OLAP (Online AnaLytical Processing) is a concept for conducting swift multidimensional analysis of data (MDA), enabling the examination of data from multiple dimensions. This allows for complex calculations, trend analyses, and sophisticated data modelling.
It's important to clarify that OLAP is not a technology, nor a language (unlike SQL or Java). OLAP is a concept / method for organizing data in a certain structure to facilitate multidimensional analysis. The term “OLAP tool” refers to platforms, such as icCube and Microsoft Analysis Services (SSAS), that provide the necessary infrastructure for building OLAP data structures.
Why use Olap?
The core features of OLAP are :
Multidimensional: transforms complex data into structural and intuitive business concepts, making it easier to analyse data across various dimensions (e.g., time, geography, product).
- Analysis: data aggregation such as sum, minimum, maximum, average, vector and more. Supports advanced analytics such as statistical methods, regressions, algorithms, etc.
- Fast Query Performance: Optimised for reading and analyzing multidimensional data.

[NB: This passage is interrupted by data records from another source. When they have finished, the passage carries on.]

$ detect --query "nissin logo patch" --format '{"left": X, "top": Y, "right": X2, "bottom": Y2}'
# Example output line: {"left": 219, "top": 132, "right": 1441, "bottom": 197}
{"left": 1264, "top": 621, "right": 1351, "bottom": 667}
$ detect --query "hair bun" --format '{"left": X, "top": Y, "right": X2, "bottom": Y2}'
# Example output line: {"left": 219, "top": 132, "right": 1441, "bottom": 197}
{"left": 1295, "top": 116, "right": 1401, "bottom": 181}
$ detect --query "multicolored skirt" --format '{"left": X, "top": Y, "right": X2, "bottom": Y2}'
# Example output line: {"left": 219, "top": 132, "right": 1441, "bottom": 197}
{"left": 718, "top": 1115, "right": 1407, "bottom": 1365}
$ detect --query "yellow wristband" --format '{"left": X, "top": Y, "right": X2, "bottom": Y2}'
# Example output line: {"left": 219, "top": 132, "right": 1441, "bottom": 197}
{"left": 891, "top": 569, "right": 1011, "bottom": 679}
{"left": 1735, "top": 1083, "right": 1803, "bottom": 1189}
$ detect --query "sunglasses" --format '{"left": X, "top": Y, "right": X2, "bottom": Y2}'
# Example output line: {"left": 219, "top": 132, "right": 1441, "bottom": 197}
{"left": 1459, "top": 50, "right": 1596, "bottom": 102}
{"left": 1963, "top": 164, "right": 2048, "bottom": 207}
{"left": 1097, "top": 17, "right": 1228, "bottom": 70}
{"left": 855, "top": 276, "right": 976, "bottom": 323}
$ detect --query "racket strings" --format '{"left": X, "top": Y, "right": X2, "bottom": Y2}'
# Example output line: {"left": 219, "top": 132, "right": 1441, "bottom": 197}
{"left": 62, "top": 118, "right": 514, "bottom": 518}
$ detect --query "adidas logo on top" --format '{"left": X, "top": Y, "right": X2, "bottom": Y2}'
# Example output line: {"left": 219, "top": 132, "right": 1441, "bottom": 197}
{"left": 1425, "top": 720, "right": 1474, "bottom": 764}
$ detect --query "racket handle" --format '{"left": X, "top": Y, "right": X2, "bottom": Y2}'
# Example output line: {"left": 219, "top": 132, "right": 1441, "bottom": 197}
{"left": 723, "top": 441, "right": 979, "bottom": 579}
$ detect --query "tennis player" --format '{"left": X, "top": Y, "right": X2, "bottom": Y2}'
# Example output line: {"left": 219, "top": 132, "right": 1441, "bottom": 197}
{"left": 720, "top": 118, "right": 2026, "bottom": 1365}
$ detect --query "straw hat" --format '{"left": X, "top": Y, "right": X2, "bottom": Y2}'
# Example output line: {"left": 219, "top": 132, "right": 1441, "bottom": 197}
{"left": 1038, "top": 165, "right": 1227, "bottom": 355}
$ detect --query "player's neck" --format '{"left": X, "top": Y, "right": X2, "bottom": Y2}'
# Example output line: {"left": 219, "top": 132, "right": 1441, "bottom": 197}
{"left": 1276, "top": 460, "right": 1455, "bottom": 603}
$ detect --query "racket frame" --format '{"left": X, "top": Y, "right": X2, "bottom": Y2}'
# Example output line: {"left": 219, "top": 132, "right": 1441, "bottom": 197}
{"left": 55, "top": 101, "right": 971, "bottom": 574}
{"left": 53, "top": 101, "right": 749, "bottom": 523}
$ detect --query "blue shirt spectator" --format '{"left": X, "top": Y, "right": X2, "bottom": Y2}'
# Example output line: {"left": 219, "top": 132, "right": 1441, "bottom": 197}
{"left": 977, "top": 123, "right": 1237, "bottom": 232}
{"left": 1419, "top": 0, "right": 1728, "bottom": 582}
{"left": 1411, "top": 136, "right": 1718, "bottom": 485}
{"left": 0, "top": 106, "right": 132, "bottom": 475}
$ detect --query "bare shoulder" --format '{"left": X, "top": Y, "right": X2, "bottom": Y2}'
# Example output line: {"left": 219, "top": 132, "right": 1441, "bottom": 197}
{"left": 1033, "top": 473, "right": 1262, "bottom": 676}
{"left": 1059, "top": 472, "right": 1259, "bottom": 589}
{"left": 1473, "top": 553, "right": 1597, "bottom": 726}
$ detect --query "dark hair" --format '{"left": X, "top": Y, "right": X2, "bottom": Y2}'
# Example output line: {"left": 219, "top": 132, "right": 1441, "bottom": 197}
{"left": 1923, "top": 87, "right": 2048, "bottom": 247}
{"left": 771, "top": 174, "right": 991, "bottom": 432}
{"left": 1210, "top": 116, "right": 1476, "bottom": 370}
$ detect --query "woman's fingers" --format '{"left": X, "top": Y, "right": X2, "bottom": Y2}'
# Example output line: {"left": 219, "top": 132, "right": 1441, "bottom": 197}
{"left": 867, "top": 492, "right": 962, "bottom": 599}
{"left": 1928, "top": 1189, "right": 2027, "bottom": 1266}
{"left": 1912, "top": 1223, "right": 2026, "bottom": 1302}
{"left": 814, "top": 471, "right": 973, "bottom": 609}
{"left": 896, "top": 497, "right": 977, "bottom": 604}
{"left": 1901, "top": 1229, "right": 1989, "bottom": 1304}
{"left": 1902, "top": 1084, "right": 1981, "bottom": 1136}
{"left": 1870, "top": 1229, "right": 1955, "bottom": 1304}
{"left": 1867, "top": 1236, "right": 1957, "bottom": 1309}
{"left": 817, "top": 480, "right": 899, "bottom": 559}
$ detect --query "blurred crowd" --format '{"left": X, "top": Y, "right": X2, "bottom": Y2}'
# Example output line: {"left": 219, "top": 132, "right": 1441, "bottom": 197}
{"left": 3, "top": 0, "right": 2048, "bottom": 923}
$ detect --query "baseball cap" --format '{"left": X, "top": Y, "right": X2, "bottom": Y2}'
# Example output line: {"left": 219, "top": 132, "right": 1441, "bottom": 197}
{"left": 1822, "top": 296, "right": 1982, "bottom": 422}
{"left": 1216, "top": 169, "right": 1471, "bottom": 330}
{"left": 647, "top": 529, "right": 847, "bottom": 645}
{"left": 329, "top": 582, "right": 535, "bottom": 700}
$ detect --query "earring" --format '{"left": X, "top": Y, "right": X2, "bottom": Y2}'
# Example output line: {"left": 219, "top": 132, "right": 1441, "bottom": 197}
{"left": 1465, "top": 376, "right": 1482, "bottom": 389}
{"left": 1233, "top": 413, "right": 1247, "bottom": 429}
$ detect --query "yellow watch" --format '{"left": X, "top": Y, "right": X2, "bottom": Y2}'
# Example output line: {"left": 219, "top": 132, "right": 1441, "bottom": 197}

- Ad-hoc Analysis: Users can conduct spontaneous, on-the-fly queries to explore data without needing pre-defined reports or dashboards.
Schema or Model
Before doing OLAP analysis on your data, you first create a model or schema from your data sources or data warehouse. The most common data sources are SQL databases, though they can be data coming from any source (e.g., flat files, IoT, Google Analytics). The goal is to transform the data from technical nomenclature into domain-specific terms that a business user can easily use aka a Semantic Layer.
Dimensions are a categorisation of your data. Typical dimensions are country, people, age, product, color. Dimensions can be hierarchical, like in a time dimension with years, quarters and days, or in a geography dimension with continent, region, country and city.
Measures are metrics, that can be aggregated as sum, minimum, maximum, average (e.g., sales amount, temperatures).
Once the schema is defined, users can now start querying the data. Drag and drop dimensions and measures to generate information, such as a table with continent, year, and sales amount. This is called dicing (choose specific values of multiple dimensions to create a sub-cube):
The ability to show aggregated information in each cell is known as rollup. Although thousands of sales may occur in Africa in 2018, only the summarised, or aggregated, information is displayed.
Filtering the above table, e.g. for a given product, is called slicing (choose a single value for one dimension to create a sub-cube).
Drilldown, the opposite of rollup, allows for going into the details of a continent or a year, taking advantage of the hierarchical structure of the dimension. The end result will look like :
Rollup and Drilldown, along with dicing and slicing, form the basis of OLAP interactions.
Business Intelligence (BI) tools may serve as clients to an OLAP server, providing the visual result (through charts and filters) of OLAP queries.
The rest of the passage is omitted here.